Canada

CIA spied on left-wing Canadians in '60s, '70s: documents

The Central Intelligence Agency spied on Canadians critical of the Vietnam War during the late 1960s and '70s in an operation code-named "MH Chaos," CBC News has learned.

B.C. professor monitored in spy operation calls it 'utterly shameful'

The Central Intelligence Agency spied on Canadians critical of the Vietnam War during the late 1960s and '70s in an operation code-named "MH Chaos," CBC News has learned.

The CIA operation was aimed at 'sabotaging public opposition to U.S. policy.' —Mordecai Briemberg, one of the Canadians monitored by the CIA

The U.S. spy agency targeted university professors, students and other Canadians who the agency believed were espousing left-wing ideas.

CBC News found out aboutthe surveillance program's activities north of the border after obtaining declassified CIA documents.

According to the files, MH Chaos was a parallel undertaking to the CIA's "Operation Chaos," a domestic program that kept tabs on left-wing activity on U.S. college campuses.

The agency developed a network of informants on Canadian campuses in the late 1960s and had reports sent down from Ottawa to the CIA's headquarters at Langley, Va.

Among the Canadians listed for monitoring in one of those reports was Mordecai Briemberg, a former political science professor at B.C.'s Simon Fraser University.

Briemberg told the CBC he was not surprised to see his name surface on a CIA document three decades later, but blasted the monitoring operation as "utterly shameful."

"We were engaging students in a more accurate view of how the world was organized," he said.

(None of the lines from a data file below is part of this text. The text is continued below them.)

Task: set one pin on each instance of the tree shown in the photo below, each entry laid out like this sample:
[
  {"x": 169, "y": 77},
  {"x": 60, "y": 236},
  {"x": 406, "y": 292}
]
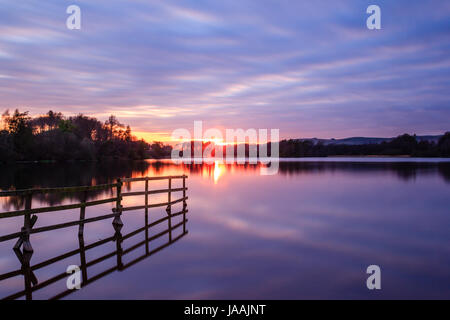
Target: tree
[{"x": 444, "y": 145}]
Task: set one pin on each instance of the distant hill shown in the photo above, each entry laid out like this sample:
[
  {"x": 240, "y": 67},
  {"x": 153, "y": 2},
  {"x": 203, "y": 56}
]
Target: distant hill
[{"x": 353, "y": 141}]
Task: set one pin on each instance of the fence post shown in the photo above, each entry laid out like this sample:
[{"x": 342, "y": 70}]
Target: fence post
[
  {"x": 169, "y": 209},
  {"x": 146, "y": 214},
  {"x": 118, "y": 224},
  {"x": 27, "y": 224},
  {"x": 184, "y": 204},
  {"x": 82, "y": 214},
  {"x": 82, "y": 258}
]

An outspoken critic of the Vietnam War and advocate for student rights during that era, Briemberg characterized his activities at the time as "democratic and vigorous discussion that had an edge to it," but said his views hardly amounted to subversion.

He said the lens should be turned back on the CIA, accusing the agency of "sabotaging public opposition to U.S. policy" by using double agents.

'I've been having trouble flying for years'

Several otherCanadians connected to Simon Fraser University also ended up under CIA scrutiny.

In 1969, Martin Loney was the president of Simon Fraser's student union and a well-known radical among Canadian students.

After graduating with a doctorate in sociology, Loney said he began to suspect the CIA, Britain's MI-5 and the RCMP were blocking his career path with misinformation.

"I knew I was on a U.S. watch list because I've been having trouble flying for years," Loney said.

"I was denied a job at the Nova Scotia College of Design because the principal said, 'We're not having him here because he'll burn down the building.'"

Recruited at Cuban, Chinese embassies in Ottawa

Another element to MH Chaos dealt with recruiting informants in the Cuban and Chinese embassies in Ottawa.

The spies were ordered to report on U.S. citizens trying to circumvent Washington's ban on travelling to the two Communist countries by obtaining their visas through Canada.

The declassified CIA documents did not show whether the Canadian government was aware the CIA was spying on Canadian campuses.